There are two primary perspectives on culture, on the one hand there is a view that a culture can be broken down into its different components, and as a result can be built quite deliberately with a plan and focused execution. The other view is that it is a complex idea, and has no specific constituent parts, but is more of an evolving and dynamic phenomenon (much like the human beings that create it).

I subscribe to the latter perspective, but many in business don’t. Hence the question that many CEO’s and HR professionals ask me – how can we create the culture that we need for the future? My response is invariably a polite ‘well, you can’t!’

At this point they mutter and protest, and begin to wonder whether I am the right partner on such a pursuit. What they don’t realise is that to misunderstand their role in culture evolution could potentially cost them their job. Yes, they may be planting the seed of a culture implosion and resistance.

There may be just two questions to ask:

  1. What can I do as a leader to amplify aspects of our current culture that serve us?
  2. And how can I diminish aspects of our current culture that undermine us?

You see, organisational culture may ‘just be’ – it is what it is – and it responds to small flexes and shifts, but generally is embedded and persistent (and quite unshakable).

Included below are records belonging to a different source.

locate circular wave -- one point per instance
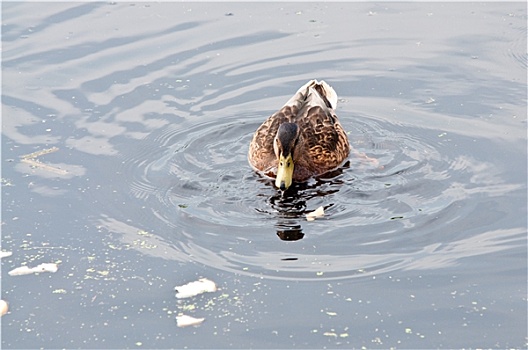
(380, 208)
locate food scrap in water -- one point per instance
(317, 213)
(3, 307)
(24, 270)
(203, 285)
(5, 254)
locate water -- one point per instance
(152, 108)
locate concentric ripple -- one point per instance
(382, 209)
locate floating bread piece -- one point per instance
(317, 213)
(24, 270)
(5, 254)
(3, 307)
(185, 320)
(203, 285)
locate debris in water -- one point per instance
(32, 160)
(24, 270)
(317, 213)
(3, 307)
(185, 320)
(203, 285)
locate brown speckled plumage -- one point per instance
(322, 145)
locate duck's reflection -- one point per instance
(290, 206)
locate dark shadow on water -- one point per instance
(290, 205)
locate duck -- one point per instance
(301, 140)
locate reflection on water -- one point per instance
(152, 107)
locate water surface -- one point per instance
(152, 107)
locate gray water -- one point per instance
(151, 108)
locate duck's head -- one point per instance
(284, 145)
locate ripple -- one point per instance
(381, 208)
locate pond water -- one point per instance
(142, 113)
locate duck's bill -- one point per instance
(284, 172)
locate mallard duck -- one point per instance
(303, 139)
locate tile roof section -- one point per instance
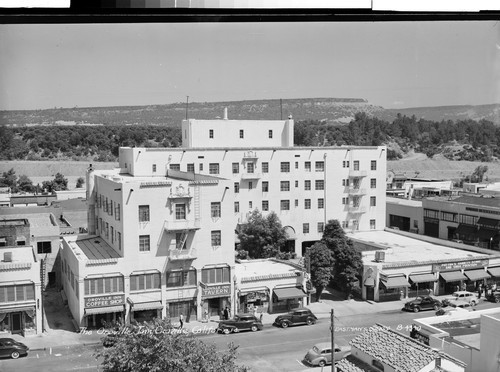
(394, 349)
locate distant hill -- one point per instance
(336, 111)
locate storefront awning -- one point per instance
(395, 282)
(489, 222)
(494, 271)
(477, 274)
(147, 306)
(422, 278)
(453, 276)
(104, 310)
(286, 293)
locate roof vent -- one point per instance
(7, 257)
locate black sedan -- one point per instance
(11, 348)
(241, 322)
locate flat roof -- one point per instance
(399, 248)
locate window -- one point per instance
(181, 278)
(143, 213)
(216, 239)
(144, 243)
(319, 184)
(144, 281)
(285, 205)
(215, 275)
(44, 247)
(180, 211)
(215, 209)
(285, 167)
(213, 168)
(285, 186)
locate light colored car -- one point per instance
(321, 354)
(466, 296)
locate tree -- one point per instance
(320, 260)
(262, 237)
(158, 346)
(348, 261)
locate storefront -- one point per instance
(103, 310)
(286, 299)
(215, 298)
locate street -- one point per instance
(272, 349)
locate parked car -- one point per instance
(422, 303)
(297, 316)
(466, 296)
(454, 306)
(11, 348)
(321, 354)
(494, 297)
(240, 322)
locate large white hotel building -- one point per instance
(162, 225)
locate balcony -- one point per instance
(250, 176)
(357, 191)
(179, 225)
(356, 209)
(182, 254)
(357, 173)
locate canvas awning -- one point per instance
(104, 310)
(422, 278)
(147, 306)
(494, 271)
(477, 274)
(395, 282)
(291, 292)
(453, 276)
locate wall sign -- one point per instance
(103, 301)
(216, 291)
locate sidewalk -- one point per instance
(61, 333)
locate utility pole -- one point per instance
(332, 329)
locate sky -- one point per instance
(390, 64)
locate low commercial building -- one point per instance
(269, 286)
(398, 265)
(471, 337)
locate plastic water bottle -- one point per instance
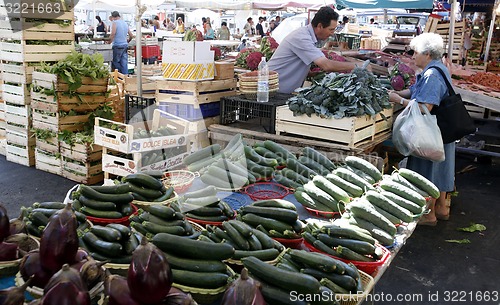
(263, 82)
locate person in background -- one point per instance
(430, 88)
(179, 29)
(298, 50)
(248, 28)
(118, 36)
(168, 25)
(101, 26)
(259, 28)
(223, 33)
(210, 35)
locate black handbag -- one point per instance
(453, 118)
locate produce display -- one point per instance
(340, 95)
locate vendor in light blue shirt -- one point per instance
(296, 53)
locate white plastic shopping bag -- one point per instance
(417, 134)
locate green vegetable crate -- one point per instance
(353, 132)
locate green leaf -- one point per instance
(458, 241)
(473, 228)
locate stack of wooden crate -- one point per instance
(56, 109)
(28, 36)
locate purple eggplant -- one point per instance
(149, 275)
(59, 242)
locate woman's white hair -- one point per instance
(428, 43)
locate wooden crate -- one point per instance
(18, 117)
(23, 52)
(17, 73)
(85, 153)
(52, 81)
(198, 92)
(352, 132)
(24, 155)
(55, 122)
(63, 102)
(16, 93)
(86, 173)
(27, 29)
(48, 162)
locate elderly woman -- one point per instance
(430, 88)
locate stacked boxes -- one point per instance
(37, 31)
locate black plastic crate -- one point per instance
(243, 110)
(139, 108)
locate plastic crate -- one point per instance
(189, 112)
(139, 108)
(240, 109)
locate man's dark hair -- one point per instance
(325, 15)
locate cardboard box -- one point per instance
(189, 71)
(186, 51)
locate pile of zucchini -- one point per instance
(277, 218)
(196, 263)
(203, 205)
(246, 240)
(113, 243)
(306, 273)
(347, 242)
(36, 217)
(157, 218)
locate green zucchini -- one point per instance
(143, 180)
(201, 154)
(192, 248)
(207, 280)
(420, 181)
(290, 281)
(318, 157)
(364, 166)
(347, 186)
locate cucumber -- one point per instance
(364, 209)
(402, 202)
(207, 280)
(201, 154)
(402, 191)
(350, 176)
(383, 202)
(315, 166)
(267, 223)
(347, 186)
(285, 215)
(204, 192)
(396, 177)
(420, 181)
(286, 182)
(195, 264)
(106, 233)
(101, 214)
(90, 193)
(333, 190)
(189, 248)
(279, 150)
(109, 249)
(293, 175)
(318, 157)
(275, 203)
(364, 166)
(318, 261)
(96, 204)
(290, 281)
(351, 255)
(144, 180)
(264, 255)
(300, 168)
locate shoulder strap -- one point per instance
(450, 88)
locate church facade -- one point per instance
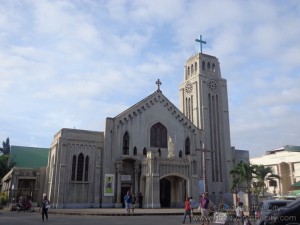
(152, 148)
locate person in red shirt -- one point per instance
(187, 209)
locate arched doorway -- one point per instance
(172, 192)
(165, 193)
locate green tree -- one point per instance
(241, 172)
(261, 175)
(5, 165)
(5, 147)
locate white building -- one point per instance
(286, 163)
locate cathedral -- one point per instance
(152, 148)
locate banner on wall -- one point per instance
(109, 185)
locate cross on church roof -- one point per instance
(201, 42)
(158, 83)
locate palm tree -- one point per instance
(261, 174)
(241, 172)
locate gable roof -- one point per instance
(156, 97)
(29, 157)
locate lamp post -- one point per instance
(203, 151)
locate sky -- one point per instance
(66, 64)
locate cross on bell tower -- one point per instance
(158, 83)
(201, 42)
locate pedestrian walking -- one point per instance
(193, 204)
(45, 205)
(133, 201)
(187, 209)
(127, 201)
(240, 213)
(203, 207)
(140, 197)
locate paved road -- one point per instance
(34, 218)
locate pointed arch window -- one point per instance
(144, 151)
(158, 136)
(73, 168)
(80, 167)
(180, 154)
(187, 146)
(203, 65)
(208, 66)
(126, 144)
(86, 168)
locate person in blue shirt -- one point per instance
(128, 201)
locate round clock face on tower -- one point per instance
(212, 85)
(188, 88)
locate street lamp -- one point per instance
(203, 151)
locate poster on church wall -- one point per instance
(109, 185)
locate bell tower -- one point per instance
(204, 100)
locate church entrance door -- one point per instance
(165, 193)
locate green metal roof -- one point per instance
(29, 157)
(292, 148)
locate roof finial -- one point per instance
(201, 42)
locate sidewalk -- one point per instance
(117, 211)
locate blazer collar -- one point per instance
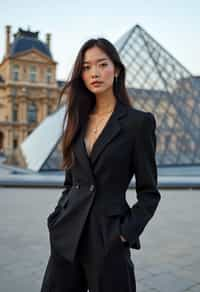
(110, 131)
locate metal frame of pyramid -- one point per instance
(158, 83)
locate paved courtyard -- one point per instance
(169, 260)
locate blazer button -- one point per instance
(92, 188)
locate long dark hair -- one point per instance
(80, 101)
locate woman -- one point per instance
(105, 142)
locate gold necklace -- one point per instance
(96, 127)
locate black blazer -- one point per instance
(98, 182)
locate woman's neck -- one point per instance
(104, 103)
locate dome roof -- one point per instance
(27, 40)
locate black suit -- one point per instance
(93, 201)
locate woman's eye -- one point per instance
(85, 68)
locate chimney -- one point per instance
(8, 30)
(48, 40)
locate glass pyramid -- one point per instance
(156, 82)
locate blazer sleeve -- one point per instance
(67, 186)
(145, 169)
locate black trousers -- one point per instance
(92, 269)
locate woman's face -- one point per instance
(98, 71)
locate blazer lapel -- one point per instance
(110, 131)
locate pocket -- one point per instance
(52, 219)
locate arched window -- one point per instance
(1, 141)
(48, 75)
(32, 113)
(15, 72)
(33, 73)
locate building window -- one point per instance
(32, 113)
(1, 141)
(15, 72)
(33, 74)
(15, 112)
(48, 75)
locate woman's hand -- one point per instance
(122, 238)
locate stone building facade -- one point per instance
(29, 90)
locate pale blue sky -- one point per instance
(175, 24)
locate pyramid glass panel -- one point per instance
(158, 83)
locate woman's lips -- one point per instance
(96, 83)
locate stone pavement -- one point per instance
(169, 260)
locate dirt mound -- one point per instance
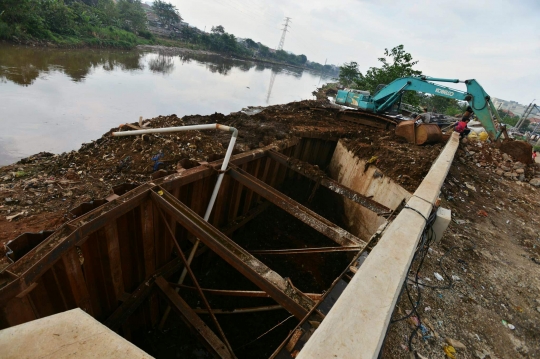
(519, 150)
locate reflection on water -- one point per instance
(23, 65)
(55, 99)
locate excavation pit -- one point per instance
(291, 225)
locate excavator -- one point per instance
(387, 97)
(374, 110)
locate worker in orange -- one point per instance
(426, 116)
(461, 127)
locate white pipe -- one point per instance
(169, 129)
(224, 165)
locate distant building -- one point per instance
(513, 106)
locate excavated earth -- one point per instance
(491, 249)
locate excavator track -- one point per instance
(367, 119)
(360, 117)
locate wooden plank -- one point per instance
(255, 167)
(148, 240)
(218, 214)
(128, 257)
(197, 326)
(17, 311)
(92, 275)
(42, 300)
(234, 201)
(75, 277)
(112, 260)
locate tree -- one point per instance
(396, 63)
(167, 12)
(217, 29)
(349, 74)
(438, 104)
(132, 15)
(251, 44)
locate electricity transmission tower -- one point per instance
(285, 30)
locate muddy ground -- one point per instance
(492, 247)
(489, 300)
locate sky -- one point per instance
(496, 42)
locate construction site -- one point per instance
(289, 231)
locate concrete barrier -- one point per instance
(356, 325)
(351, 172)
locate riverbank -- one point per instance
(486, 306)
(172, 50)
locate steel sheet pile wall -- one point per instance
(99, 260)
(115, 258)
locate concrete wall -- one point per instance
(350, 171)
(356, 325)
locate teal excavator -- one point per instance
(390, 95)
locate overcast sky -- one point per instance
(496, 42)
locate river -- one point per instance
(56, 99)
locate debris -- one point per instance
(455, 343)
(449, 351)
(10, 218)
(470, 186)
(482, 213)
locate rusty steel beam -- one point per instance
(319, 176)
(307, 250)
(296, 302)
(237, 293)
(304, 214)
(265, 308)
(139, 295)
(197, 326)
(243, 220)
(200, 172)
(194, 279)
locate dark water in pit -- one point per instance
(55, 99)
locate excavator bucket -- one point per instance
(422, 134)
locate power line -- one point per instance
(286, 26)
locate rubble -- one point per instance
(492, 261)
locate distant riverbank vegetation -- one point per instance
(126, 24)
(101, 23)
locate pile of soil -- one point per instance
(491, 249)
(42, 189)
(489, 300)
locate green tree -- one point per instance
(396, 63)
(132, 15)
(349, 74)
(167, 12)
(252, 44)
(218, 29)
(437, 103)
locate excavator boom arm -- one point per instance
(477, 98)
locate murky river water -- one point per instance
(54, 100)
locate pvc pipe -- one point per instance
(207, 214)
(224, 166)
(168, 129)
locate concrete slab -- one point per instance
(356, 326)
(71, 334)
(351, 172)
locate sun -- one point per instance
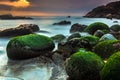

Culture is also not as universal as you might think. In every organisation there is a primary culture, much like the trunk of a tree, and then numerous sub cultures, much like the branches of that tree. Wherever there are influential leaders across the organisation and geographical spread, we expect to experience variations of the primary culture. It seems that team leaders decide how to interpret and role model the primary culture and naturally amplify and diminish aspects of the primary culture to suit their ends. Again, I have known the odd CEO to gasp in disagreement; ‘More than one culture? We only have one single culture, I would know, I am the leader here!’ they again protest.

Oh boy!

Yet again, leaders are unaware of just to what extent that attitude could shatter their dreams of executive glory. The existence of sub cultures is in itself not problematic, provided they aren’t brazenly oppositional and counter culture.  If they are however simply variants of the primary culture (they still share more in common than not) research suggests that the more the dominant culture distances itself and indeed bullies the sub culture, the more likely people will disengage and leave. However, organisations that embrace the sub cultures and utilise them as innovation hubs for the evolution of their primary culture seem to have capitalised on the value of the differences. It’s a case of primary AND sub cultures existing together.

It takes a mature leader to embrace this quintessentially complex human phenomenon of culture and work within the grey areas. To what extent do your leaders (or you the leader) thrive in those grey areas?